Langsam wird es aber nun für euch Zeit, die Hochzeitsvorbereitungen zu treffen. Ihr räumt eure Wohnung aus und lasst die Möbel von einem Auslieferungslager abholen. Bald darauf versuchst du, die Wohnung los zu werden. Nach einer Zeit bist du dir schon nicht mehr sicher, ob du das Mädchen je geheiratet hast. Irgendwann sehr ihr euch das vorletzte Mal, und bevor du dich von ihr verabschiedest, freut sie sich über die Blumen, die du von ihr nimmst. Nach dem letzten Treffen vergisst du, sie je gekannt zu haben. Du begegnest ihr zwar noch öfters, drehst dich vielleicht sogar nach ihr um, kennst sie aber nicht mehr.

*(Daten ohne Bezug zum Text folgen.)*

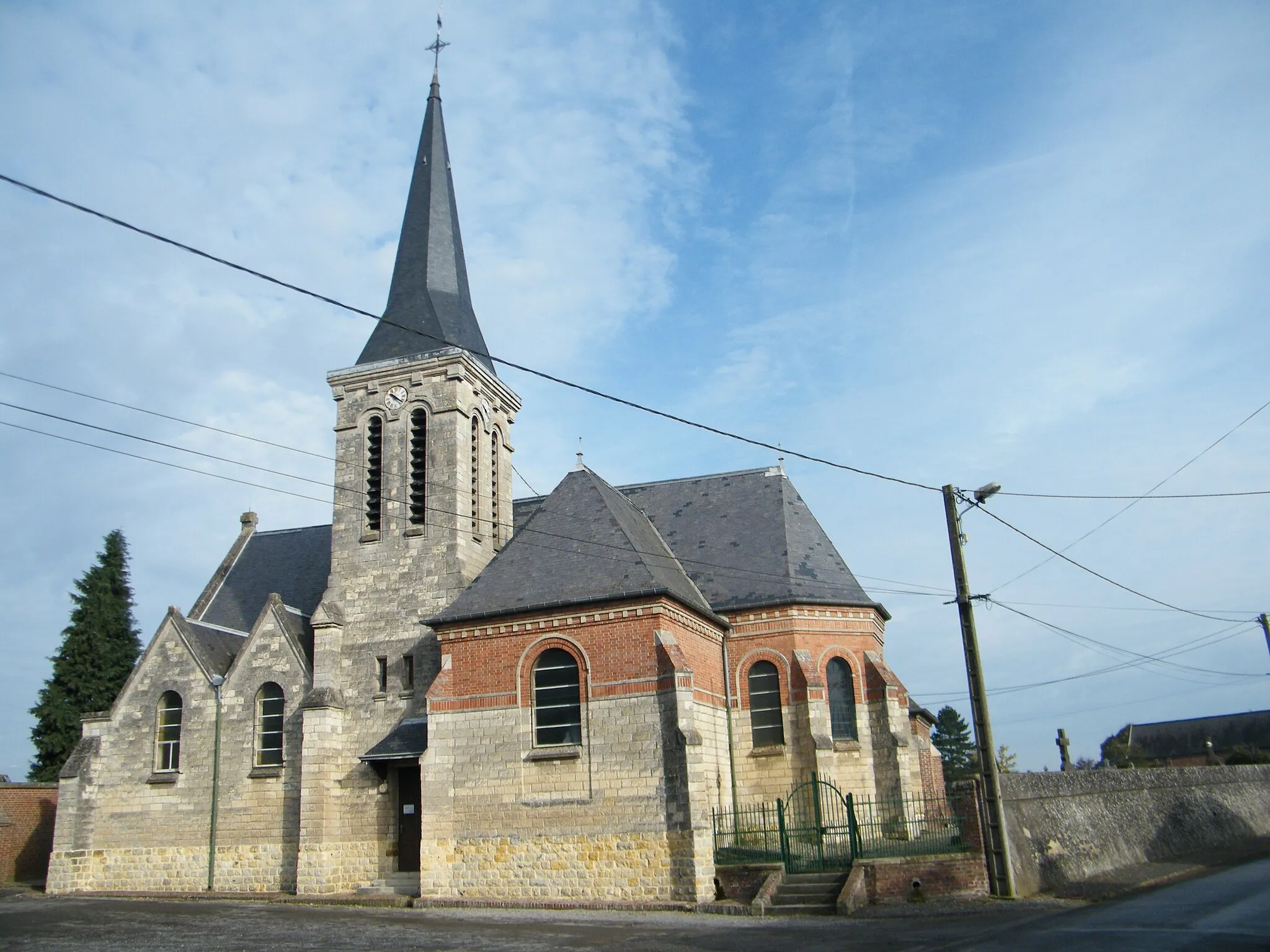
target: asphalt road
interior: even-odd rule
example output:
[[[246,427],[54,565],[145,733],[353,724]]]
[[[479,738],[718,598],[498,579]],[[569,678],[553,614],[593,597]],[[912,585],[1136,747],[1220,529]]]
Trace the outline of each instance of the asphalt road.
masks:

Und während du jünger wirst, beginnt deine große Zeit des Vergessens: Du vergisst den Feind aus dem Nachbarland zu hassen, du vergisst immer mehr von deinem Beruf, bis du am Ende deiner Schulzeit sogar nicht mehr weißt, welchen Beruf du ergreifen sollst. Auch die Mädchen werden dir immer gleichgültiger. Am Schwierigsten fällt es dir, jeden Tag in der Schule zu vergessen, vor allem das Rechnen. Unbekümmert wirst du jünger, verlernst das Schreiben und Schwimmen. Am letzten Schultag gehst du begleitet von deiner Mutter mit einer großen, mit Süßigkeiten angefüllten Schultüte stolz nach Hause. Trotzdem bist du traurig, deine Freiheit erahnend.

Und auch jetzt vergisst du, bald kannst du nicht mehr Radfahren, du verlernst das Gehen und Sprechen und sogar die Bedeutung des Wortes Mama weißt du bald nicht mehr. Du kannst nur noch schreien und auch das verlernst du am dem Tag, an dem du in die Geborgenheit des Mutterschoßes geboren wirst.